The CySEC Board made the decision at a meeting in August, after it said Tung San Tat Clement “did not comply with the obligation to provide timely, complete and accurate information to a request for collection of information addressed to him around May 2023 in the context of an investigation conducted by CySEC for Ayers Alliance Financial Group Ltd within the stipulated period”.

And so, it added, it decided to impose:

a) an administrative fine of €10,000 and

(b) a daily administrative fine of €850 for each day of continued refusal to comply with said request, with immediate effect.

Ayers Alliance’s (previously known as Harborx Ltd) first regulatory problems began in April 2022, when CySEC announced that the company had violated the Cypriot investment law. Back then, the regulator ordered the company to cease the practice of using personnel without the skills, knowledge and expertise required for the performance of the responsibilities of the head of the Risk Management Department.

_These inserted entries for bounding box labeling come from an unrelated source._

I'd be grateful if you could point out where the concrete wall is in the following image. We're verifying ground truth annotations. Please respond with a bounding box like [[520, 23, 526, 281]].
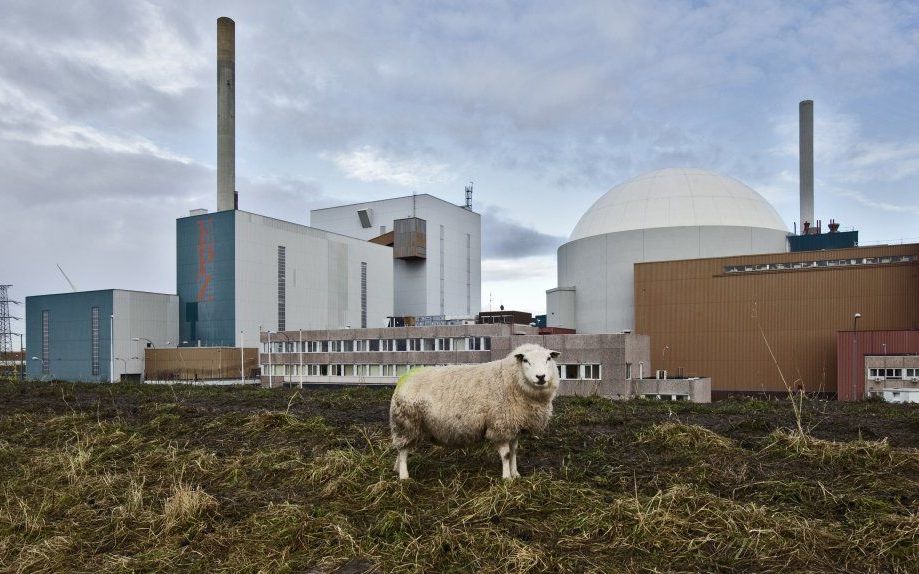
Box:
[[113, 289, 179, 381], [630, 377, 712, 403], [26, 289, 179, 382], [310, 194, 482, 317], [547, 226, 787, 333], [231, 212, 393, 344]]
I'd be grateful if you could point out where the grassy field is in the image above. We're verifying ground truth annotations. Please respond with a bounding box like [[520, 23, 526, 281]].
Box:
[[0, 383, 919, 573]]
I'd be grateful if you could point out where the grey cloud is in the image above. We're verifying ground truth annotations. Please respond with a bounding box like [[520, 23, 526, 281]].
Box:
[[482, 208, 566, 259]]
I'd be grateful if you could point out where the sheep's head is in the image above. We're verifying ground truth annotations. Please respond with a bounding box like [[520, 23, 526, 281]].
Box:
[[513, 345, 558, 389]]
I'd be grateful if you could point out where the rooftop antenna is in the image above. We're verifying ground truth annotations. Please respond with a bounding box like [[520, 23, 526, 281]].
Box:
[[57, 263, 77, 293]]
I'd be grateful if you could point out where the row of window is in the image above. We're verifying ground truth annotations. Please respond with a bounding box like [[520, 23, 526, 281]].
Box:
[[868, 368, 919, 379], [262, 363, 602, 381], [262, 337, 491, 353], [724, 255, 917, 273]]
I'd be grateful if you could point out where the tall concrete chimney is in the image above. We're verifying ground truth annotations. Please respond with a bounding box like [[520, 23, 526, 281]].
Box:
[[217, 17, 237, 211], [798, 100, 814, 233]]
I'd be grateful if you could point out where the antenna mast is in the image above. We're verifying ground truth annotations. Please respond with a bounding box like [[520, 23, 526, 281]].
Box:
[[0, 285, 19, 357]]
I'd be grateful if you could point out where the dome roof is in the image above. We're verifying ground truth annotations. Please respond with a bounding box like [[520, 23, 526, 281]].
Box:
[[570, 169, 788, 241]]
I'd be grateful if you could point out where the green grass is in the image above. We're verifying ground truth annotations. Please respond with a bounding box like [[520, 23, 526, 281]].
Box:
[[0, 383, 919, 573]]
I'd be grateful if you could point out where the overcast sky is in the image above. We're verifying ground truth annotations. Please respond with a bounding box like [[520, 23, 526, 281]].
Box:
[[0, 0, 919, 344]]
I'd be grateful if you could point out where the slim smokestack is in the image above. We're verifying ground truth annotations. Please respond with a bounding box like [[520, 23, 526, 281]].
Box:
[[217, 17, 237, 211], [798, 100, 814, 233]]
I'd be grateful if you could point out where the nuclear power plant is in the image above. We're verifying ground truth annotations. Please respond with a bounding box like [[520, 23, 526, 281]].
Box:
[[26, 18, 919, 401]]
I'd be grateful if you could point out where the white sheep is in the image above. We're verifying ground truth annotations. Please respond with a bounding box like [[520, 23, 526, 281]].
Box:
[[389, 344, 559, 479]]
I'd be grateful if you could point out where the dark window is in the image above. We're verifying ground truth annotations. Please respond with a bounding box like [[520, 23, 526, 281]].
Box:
[[89, 307, 99, 376], [278, 245, 287, 331], [41, 309, 51, 375], [361, 261, 367, 329]]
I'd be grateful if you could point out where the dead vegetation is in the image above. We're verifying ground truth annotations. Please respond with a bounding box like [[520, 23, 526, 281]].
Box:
[[0, 383, 919, 573]]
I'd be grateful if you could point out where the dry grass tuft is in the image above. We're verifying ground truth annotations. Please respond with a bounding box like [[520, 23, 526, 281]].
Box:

And in April this year, CySEC ordered the company to cease, within six months, the conduct of cooperating, for the deposit of its clients’ financial instruments: with third parties who are not established in a jurisdiction where the safekeeping of financial instruments for the account of another person is subject to specific regulation and supervision; and in countries of establishment where specific regulation and supervision applies, with third parties which are not subject to the specific regulation and supervision.

Ayers Alliance has been licensed by CySEC since 2014. Recently, the company announced that, due to circumstances beyond its "immediate control," it felt compelled to cease providing its investment services and voluntarily wished to relinquish its Cypriot Investment Firm (CIF) licence. As part of its licensed services, Ayers offered asset management, structured products, and units in collective investments.

This prompted CySEC to initiate the investigation, which resulted in the fines that were announced in late September.